More often than not, there are no quick and easy fixes. Statements like these are often used for reasons noted above, or when we feel somehow responsible to “fix” the person rather than simply “be with” them.
Contrary to what might be intended, these types of statements do nothing to make the person feel better but rather they may escalate the intensity of the emotions or drive the thoughts and feelings inward. As noted previously, neither are optimal outcomes.

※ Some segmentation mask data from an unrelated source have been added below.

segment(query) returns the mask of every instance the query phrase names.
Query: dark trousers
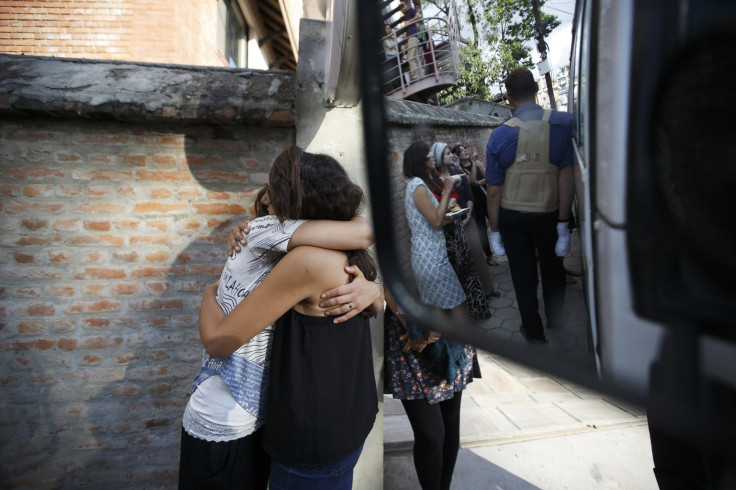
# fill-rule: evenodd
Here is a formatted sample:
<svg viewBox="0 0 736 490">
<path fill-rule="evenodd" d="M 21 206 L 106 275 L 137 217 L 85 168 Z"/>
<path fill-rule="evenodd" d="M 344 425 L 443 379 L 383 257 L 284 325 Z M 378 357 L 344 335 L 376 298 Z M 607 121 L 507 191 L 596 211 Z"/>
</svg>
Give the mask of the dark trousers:
<svg viewBox="0 0 736 490">
<path fill-rule="evenodd" d="M 471 187 L 473 190 L 473 221 L 475 226 L 478 228 L 478 234 L 480 235 L 480 245 L 483 247 L 483 252 L 486 257 L 490 257 L 493 253 L 491 251 L 491 244 L 488 241 L 488 227 L 486 226 L 486 217 L 488 216 L 488 201 L 486 193 L 483 189 L 477 186 Z"/>
<path fill-rule="evenodd" d="M 565 267 L 562 257 L 555 255 L 557 211 L 522 213 L 501 208 L 498 227 L 509 259 L 521 323 L 530 337 L 544 338 L 544 326 L 539 316 L 537 300 L 537 254 L 548 327 L 562 323 L 565 301 Z"/>
<path fill-rule="evenodd" d="M 434 405 L 401 400 L 414 432 L 414 468 L 422 490 L 449 490 L 460 450 L 462 391 Z"/>
<path fill-rule="evenodd" d="M 192 437 L 182 428 L 179 489 L 266 490 L 271 457 L 261 446 L 263 427 L 225 442 Z"/>
</svg>

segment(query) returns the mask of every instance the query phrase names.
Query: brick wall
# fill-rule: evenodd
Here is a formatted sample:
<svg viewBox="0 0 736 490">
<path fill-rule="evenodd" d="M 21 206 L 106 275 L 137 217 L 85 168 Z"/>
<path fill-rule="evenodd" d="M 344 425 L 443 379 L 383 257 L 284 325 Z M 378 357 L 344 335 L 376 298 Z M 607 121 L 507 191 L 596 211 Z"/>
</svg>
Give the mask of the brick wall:
<svg viewBox="0 0 736 490">
<path fill-rule="evenodd" d="M 0 1 L 0 53 L 227 66 L 217 0 Z"/>
<path fill-rule="evenodd" d="M 0 56 L 0 78 L 0 486 L 174 488 L 201 291 L 294 142 L 294 75 Z"/>
</svg>

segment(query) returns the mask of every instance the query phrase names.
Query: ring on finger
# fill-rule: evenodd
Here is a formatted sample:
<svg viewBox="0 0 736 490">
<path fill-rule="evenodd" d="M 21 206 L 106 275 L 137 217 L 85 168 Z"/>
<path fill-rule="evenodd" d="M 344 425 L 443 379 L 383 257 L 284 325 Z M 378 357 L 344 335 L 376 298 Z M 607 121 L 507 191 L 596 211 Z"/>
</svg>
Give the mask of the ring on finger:
<svg viewBox="0 0 736 490">
<path fill-rule="evenodd" d="M 348 303 L 348 310 L 352 310 L 352 309 L 353 309 L 353 305 L 351 305 L 350 303 Z"/>
</svg>

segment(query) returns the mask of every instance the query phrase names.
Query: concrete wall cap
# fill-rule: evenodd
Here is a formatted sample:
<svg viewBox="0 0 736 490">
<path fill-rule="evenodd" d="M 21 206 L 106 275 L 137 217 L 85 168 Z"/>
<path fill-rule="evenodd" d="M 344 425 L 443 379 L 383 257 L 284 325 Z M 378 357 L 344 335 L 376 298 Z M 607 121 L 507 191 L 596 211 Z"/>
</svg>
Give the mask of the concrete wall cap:
<svg viewBox="0 0 736 490">
<path fill-rule="evenodd" d="M 409 100 L 384 98 L 386 119 L 397 125 L 497 127 L 503 119 L 447 109 Z"/>
<path fill-rule="evenodd" d="M 0 55 L 0 113 L 294 126 L 296 73 Z"/>
</svg>

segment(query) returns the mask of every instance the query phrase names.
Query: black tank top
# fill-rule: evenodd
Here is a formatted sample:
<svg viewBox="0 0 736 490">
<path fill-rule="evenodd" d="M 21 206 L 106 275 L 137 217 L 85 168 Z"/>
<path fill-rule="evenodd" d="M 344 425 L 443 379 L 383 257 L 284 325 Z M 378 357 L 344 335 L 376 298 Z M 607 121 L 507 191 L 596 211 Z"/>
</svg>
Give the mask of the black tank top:
<svg viewBox="0 0 736 490">
<path fill-rule="evenodd" d="M 281 463 L 337 463 L 376 419 L 368 320 L 332 320 L 289 310 L 276 322 L 263 446 Z"/>
</svg>

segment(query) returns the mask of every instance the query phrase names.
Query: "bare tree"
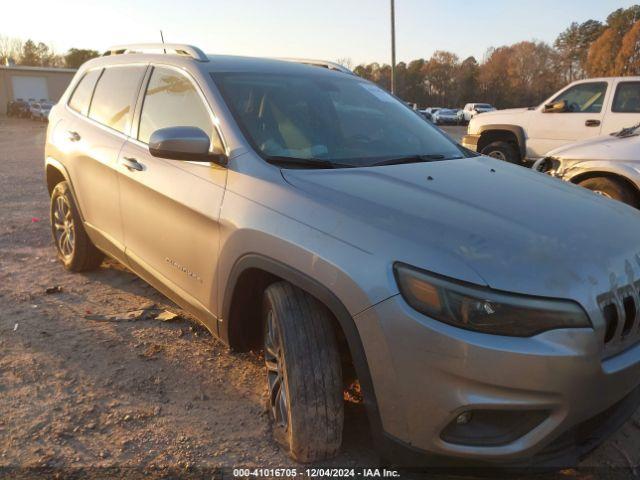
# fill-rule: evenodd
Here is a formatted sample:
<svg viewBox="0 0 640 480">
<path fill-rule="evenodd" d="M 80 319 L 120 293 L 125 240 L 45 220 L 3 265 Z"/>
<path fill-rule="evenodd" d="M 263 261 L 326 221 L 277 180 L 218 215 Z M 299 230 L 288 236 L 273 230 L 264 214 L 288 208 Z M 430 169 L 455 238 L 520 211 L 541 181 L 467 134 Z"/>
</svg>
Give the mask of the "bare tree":
<svg viewBox="0 0 640 480">
<path fill-rule="evenodd" d="M 9 60 L 18 63 L 22 53 L 22 40 L 0 35 L 0 64 L 5 65 Z"/>
<path fill-rule="evenodd" d="M 336 63 L 338 65 L 342 65 L 345 68 L 348 68 L 349 70 L 353 70 L 353 60 L 351 60 L 351 57 L 341 57 L 336 59 Z"/>
</svg>

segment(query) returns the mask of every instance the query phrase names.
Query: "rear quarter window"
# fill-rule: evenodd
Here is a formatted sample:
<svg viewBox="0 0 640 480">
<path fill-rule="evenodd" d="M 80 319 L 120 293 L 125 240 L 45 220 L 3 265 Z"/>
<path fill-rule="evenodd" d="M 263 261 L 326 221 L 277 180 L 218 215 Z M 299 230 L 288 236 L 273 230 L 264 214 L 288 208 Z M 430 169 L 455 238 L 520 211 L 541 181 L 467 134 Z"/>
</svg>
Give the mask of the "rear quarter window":
<svg viewBox="0 0 640 480">
<path fill-rule="evenodd" d="M 145 71 L 145 66 L 106 68 L 96 85 L 89 118 L 127 133 Z"/>
<path fill-rule="evenodd" d="M 71 94 L 69 107 L 82 115 L 86 115 L 89 112 L 89 104 L 91 103 L 93 89 L 96 86 L 96 81 L 100 78 L 101 73 L 102 69 L 98 69 L 91 70 L 84 74 Z"/>
</svg>

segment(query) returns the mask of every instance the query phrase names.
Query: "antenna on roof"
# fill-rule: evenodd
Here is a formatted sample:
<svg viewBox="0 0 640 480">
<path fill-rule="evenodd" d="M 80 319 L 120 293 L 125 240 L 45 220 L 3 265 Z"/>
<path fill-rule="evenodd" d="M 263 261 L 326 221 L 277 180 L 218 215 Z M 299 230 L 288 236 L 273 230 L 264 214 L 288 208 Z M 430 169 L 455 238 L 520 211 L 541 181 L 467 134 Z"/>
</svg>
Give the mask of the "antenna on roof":
<svg viewBox="0 0 640 480">
<path fill-rule="evenodd" d="M 162 40 L 162 45 L 164 45 L 164 35 L 162 34 L 162 30 L 160 30 L 160 40 Z M 164 48 L 164 53 L 167 53 L 167 49 Z"/>
</svg>

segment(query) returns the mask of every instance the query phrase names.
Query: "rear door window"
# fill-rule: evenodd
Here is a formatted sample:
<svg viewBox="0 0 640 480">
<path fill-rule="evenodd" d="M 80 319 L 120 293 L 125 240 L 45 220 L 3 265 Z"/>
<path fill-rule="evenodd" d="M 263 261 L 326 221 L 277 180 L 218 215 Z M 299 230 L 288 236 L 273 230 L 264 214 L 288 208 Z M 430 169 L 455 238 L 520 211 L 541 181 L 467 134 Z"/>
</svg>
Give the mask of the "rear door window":
<svg viewBox="0 0 640 480">
<path fill-rule="evenodd" d="M 145 66 L 106 68 L 93 94 L 89 117 L 128 133 Z"/>
<path fill-rule="evenodd" d="M 616 113 L 640 113 L 640 82 L 620 82 L 611 110 Z"/>
<path fill-rule="evenodd" d="M 69 107 L 82 115 L 87 114 L 89 111 L 89 104 L 91 103 L 91 96 L 93 95 L 93 89 L 96 86 L 96 81 L 100 77 L 101 73 L 101 68 L 85 73 L 84 77 L 82 77 L 78 82 L 78 86 L 71 95 Z"/>
</svg>

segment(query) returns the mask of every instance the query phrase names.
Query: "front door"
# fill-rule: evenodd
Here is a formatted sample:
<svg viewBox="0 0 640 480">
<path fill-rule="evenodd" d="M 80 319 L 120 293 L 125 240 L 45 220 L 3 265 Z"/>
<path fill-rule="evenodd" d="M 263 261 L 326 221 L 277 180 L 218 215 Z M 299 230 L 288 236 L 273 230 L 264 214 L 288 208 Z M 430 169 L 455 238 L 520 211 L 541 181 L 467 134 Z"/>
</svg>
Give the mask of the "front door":
<svg viewBox="0 0 640 480">
<path fill-rule="evenodd" d="M 199 87 L 180 70 L 154 67 L 139 126 L 122 149 L 120 204 L 131 265 L 170 297 L 186 302 L 217 331 L 216 270 L 220 208 L 227 170 L 211 163 L 153 157 L 148 142 L 158 129 L 194 126 L 222 147 Z"/>
<path fill-rule="evenodd" d="M 527 157 L 543 157 L 554 148 L 600 135 L 607 86 L 607 82 L 579 83 L 552 100 L 566 101 L 566 112 L 545 113 L 544 105 L 532 112 L 527 132 Z"/>
</svg>

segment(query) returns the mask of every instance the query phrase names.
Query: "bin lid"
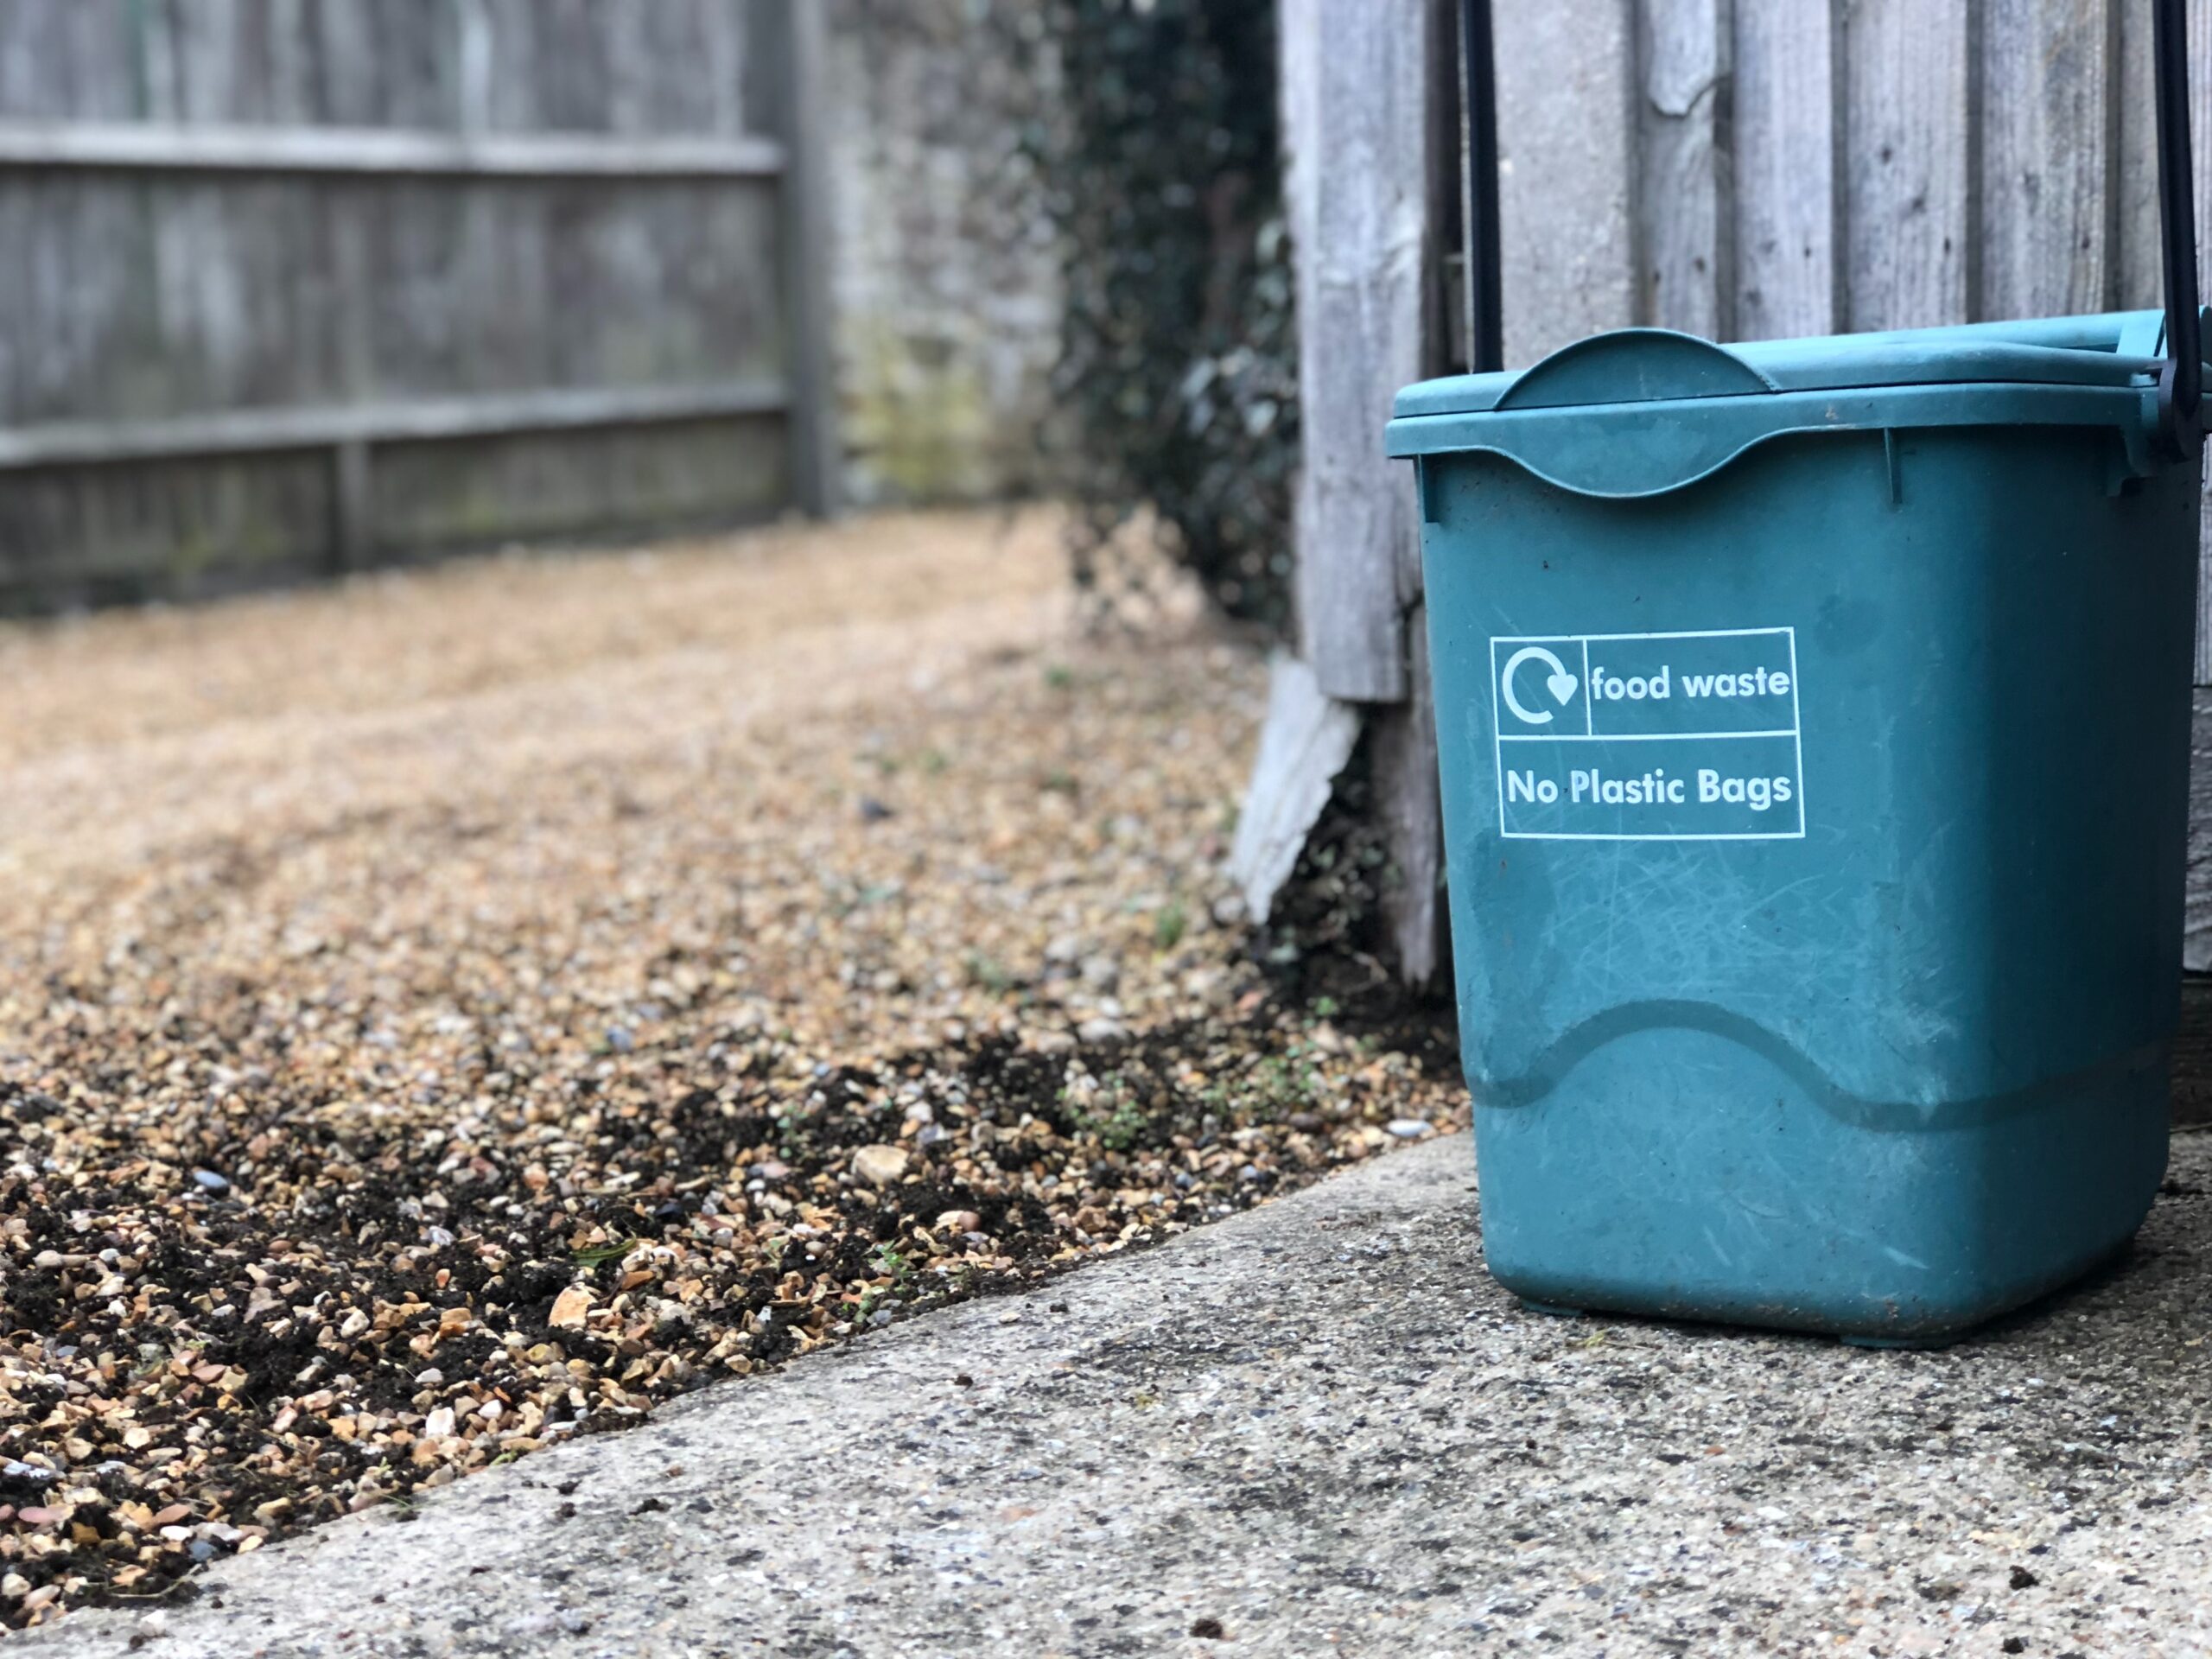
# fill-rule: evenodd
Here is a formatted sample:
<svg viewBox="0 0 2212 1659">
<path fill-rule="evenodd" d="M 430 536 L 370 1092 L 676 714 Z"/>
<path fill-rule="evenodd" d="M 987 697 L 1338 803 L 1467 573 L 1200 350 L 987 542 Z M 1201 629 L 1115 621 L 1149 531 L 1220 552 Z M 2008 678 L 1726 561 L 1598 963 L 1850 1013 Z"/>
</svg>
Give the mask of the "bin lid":
<svg viewBox="0 0 2212 1659">
<path fill-rule="evenodd" d="M 2157 311 L 1716 346 L 1662 328 L 1593 335 L 1534 367 L 1398 394 L 1397 456 L 1486 450 L 1578 493 L 1652 495 L 1786 433 L 2110 426 L 2155 464 Z"/>
</svg>

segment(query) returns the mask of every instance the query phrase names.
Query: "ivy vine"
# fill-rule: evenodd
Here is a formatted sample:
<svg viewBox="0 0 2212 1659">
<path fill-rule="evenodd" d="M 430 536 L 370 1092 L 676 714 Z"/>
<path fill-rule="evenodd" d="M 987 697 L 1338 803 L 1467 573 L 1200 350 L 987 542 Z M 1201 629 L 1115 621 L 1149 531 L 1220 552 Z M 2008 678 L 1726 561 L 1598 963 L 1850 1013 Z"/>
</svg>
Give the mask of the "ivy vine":
<svg viewBox="0 0 2212 1659">
<path fill-rule="evenodd" d="M 1297 340 L 1274 0 L 1003 0 L 1064 260 L 1058 487 L 1077 581 L 1149 521 L 1219 609 L 1291 620 Z"/>
</svg>

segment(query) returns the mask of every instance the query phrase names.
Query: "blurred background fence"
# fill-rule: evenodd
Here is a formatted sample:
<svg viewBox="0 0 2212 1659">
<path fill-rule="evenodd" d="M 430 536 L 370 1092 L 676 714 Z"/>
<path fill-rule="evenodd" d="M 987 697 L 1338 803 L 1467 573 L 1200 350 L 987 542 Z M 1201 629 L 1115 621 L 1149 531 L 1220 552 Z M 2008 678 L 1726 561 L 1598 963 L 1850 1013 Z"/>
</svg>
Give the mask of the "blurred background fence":
<svg viewBox="0 0 2212 1659">
<path fill-rule="evenodd" d="M 0 5 L 0 606 L 826 503 L 822 21 Z"/>
</svg>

It may appear paradoxical that, rather than reinforcing the emotions, acknowledging and accepting often eases the emotional response (and associated thoughts) of the person experiencing them. If we spend some moments reflecting back and connect to a time when we were upset and felt heard and understood and what that did for the intensity of grief, frustration, anger, fear (and associated thoughts) we will hopefully be able to understand and create a connection that will help us to know and remember what to do the next time we encounter a loved one, a coworker or even a stranger who is having trouble dealing with a difficult emotion.
* Resource books about the emotional stress response and how dialectical behaviour therapy can help: The Stress Response (Christy Matta), and Calming the Emotional Storm (Sheri Van Dijk).